III. Description of the new Species.
IV. List of the Fossil and Recent Genera.

V. Lists of Specific Alliances.
VI. Remarks on the Species.
VII. Conclusions.

I. Introduction.

When the Cainozoic or so-called Tertiary deposits of Australia were found to be fossiliferous in some parts, great interest was excited respecting the possibility of the Echini being able to afford satisfactory evidence regarding the geological age of the strata in relation to the European types. It was hoped that the fossils of this great group would present some of the anomalies which characterize almost every class of organism found in the great distributional province; and it was thought to be probable that relics of very ancient forms would be discovered. But the number of species of Echini which were found in the marine deposits beneath the older basalt was small; and at the commencement of their study the amount of knowledge of the living Echinodermal fauna of the coasts and neighbouring seas was not great; consequently disappointment ensued. Year by year more specimens of the fossil Echini have been discovered, and careful collecting has produced many with their ornamentation wonderfully preserved; and, contemporaneously, the labours of Gray, Agassiz, and others, increased our knowledge of the recent Australian fauna.

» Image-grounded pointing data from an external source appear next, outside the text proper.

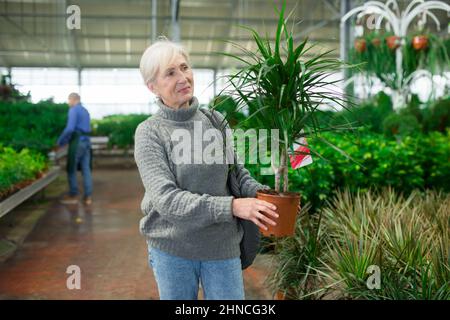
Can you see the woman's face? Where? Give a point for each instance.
(174, 83)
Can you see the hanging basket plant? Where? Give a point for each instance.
(393, 42)
(420, 42)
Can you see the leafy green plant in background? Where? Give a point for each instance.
(405, 236)
(401, 125)
(32, 125)
(19, 168)
(437, 116)
(229, 108)
(298, 258)
(414, 162)
(119, 129)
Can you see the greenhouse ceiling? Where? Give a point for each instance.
(114, 33)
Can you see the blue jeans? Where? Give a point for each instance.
(83, 156)
(178, 278)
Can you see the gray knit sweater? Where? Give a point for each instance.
(187, 207)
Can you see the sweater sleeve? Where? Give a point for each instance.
(171, 202)
(248, 185)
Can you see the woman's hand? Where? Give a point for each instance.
(252, 208)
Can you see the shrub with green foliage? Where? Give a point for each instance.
(18, 168)
(119, 128)
(437, 116)
(34, 126)
(333, 254)
(400, 125)
(420, 161)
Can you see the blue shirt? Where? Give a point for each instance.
(78, 120)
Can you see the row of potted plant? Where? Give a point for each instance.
(19, 169)
(368, 245)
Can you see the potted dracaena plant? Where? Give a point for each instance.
(285, 84)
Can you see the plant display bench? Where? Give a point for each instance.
(20, 196)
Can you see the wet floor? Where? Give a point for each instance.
(103, 240)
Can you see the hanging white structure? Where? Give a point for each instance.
(398, 22)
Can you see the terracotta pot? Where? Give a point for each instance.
(420, 42)
(360, 45)
(393, 42)
(288, 206)
(376, 42)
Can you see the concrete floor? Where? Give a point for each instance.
(103, 240)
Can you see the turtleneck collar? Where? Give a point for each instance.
(181, 114)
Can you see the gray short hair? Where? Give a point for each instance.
(159, 55)
(75, 96)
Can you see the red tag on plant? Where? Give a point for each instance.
(303, 159)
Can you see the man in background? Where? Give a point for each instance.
(76, 134)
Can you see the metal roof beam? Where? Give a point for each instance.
(204, 19)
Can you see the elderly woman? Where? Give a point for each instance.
(190, 214)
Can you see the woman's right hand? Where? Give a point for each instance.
(252, 208)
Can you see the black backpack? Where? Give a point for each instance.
(251, 240)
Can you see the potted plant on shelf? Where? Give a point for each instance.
(286, 83)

Of necessity, therefore, the literature of the fossil Echini of Australia is scanty; and those palæontologists who have contributed to it have only paid attention to the relation of the forms to those of other geological ages, and neglected to consider the affinities with the existing fauna.

The principal contribution to the Echini of the Australian Tertiaries is that of Laube, "Ueber einige fossile Echiniden von den Murray cliffs in Süd-Australien," in the 'Sitzungsberichte der mathematisch-naturwissenschaftlichen Classe der kaiserlichen Akademie der Wissenschaften zu Wien,' 1869, p. 183. He described several species new to science, and established two new genera. The species noticed were Psammechinus Woodsi, Catopygus elegans, Echinolampas ovulum, Micraster brevistella, Eupatagus Wrighti, E. murrayensis and Hemipatagus Forbesi; and the new genera were Paradoxechinus, species P. novus, and Monostychia, species M. australis.